Jobs, who was 56, has been ill on and off over the past several years. He formally resigned as CEO on August 24.
“I have always said if there ever came a day when I could no longer meet my duties and expectations as Apple’s CEO, I would be the first to let you know. Unfortunately, that day has come,” Jobs said in a letter to Apple’s board and the Apple “community” at that time.
Until his resignation, Jobs had been on temporary leave from his role as CEO since early January for undisclosed reasons. He also took a leave in 2009 for a liver transplant.
That leave followed an earlier medical leave which Jobs took in 2004 in order to deal with pancreatic cancer.

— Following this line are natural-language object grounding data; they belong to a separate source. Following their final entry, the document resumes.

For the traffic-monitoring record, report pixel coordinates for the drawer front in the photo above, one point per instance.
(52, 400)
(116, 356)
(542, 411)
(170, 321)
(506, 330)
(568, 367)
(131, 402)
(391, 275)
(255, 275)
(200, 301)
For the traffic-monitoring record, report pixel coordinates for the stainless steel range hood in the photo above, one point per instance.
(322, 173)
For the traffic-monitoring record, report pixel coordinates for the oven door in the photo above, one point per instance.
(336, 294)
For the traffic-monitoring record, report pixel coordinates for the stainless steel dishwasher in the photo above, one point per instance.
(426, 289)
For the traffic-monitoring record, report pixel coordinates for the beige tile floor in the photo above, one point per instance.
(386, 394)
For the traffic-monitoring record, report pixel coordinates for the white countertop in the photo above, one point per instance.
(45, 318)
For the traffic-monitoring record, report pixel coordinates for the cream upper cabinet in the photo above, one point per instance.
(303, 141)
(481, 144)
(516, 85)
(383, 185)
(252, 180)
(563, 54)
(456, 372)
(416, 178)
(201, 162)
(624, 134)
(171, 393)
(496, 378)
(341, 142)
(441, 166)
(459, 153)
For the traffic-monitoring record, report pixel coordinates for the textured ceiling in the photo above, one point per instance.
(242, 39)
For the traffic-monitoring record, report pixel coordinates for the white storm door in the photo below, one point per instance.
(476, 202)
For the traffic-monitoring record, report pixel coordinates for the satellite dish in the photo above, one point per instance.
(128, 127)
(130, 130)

Besides being co-founder of the company, Jobs is widely credited with bringing the graphical user interface to the commercial computing world in the form of the Mac in the 1980s. After he was forced out of the company that he co-founded, again in the mid-1980s, he later returned to the company and is credited with saving the company, which had fallen on hard times.
Since then, Jobs has presided over a veritable golden age at the company, launching the return of the Mac as well as the introduction of the iPod, iPhone, and iPad as well as introducing iTunes and the Apple store. Jobs recently unveiled a new campus that will likely be seen as a large part of his legacy.

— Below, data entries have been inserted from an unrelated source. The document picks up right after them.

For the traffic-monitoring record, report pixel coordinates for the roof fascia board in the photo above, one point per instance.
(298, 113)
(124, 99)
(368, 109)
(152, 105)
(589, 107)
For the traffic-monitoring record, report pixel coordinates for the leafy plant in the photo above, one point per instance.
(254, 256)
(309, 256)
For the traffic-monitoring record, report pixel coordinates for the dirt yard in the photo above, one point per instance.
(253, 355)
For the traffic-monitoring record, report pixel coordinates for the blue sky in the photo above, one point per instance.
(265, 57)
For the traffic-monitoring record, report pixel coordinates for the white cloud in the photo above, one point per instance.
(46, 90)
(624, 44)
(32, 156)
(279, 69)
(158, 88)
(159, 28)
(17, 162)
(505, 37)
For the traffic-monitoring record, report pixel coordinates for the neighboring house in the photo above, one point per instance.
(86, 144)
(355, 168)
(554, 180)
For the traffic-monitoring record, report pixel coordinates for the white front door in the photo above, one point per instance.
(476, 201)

The company just launched the latest version of its breakthrough smartphone, the iPhone 4S, on Tuesday, and while there had been rumors Jobs might attend, he wasn’t to be seen.
“The world rarely sees someone who has had the profound impact Steve has had, the effects of which will be felt for many generations to come,” Microsoft chairman and former CEO Bill Gates said in a statement to the The New York Times. “For those of us lucky enough to get to work with him, it’s been an insanely great honor. I will miss Steve immensely.”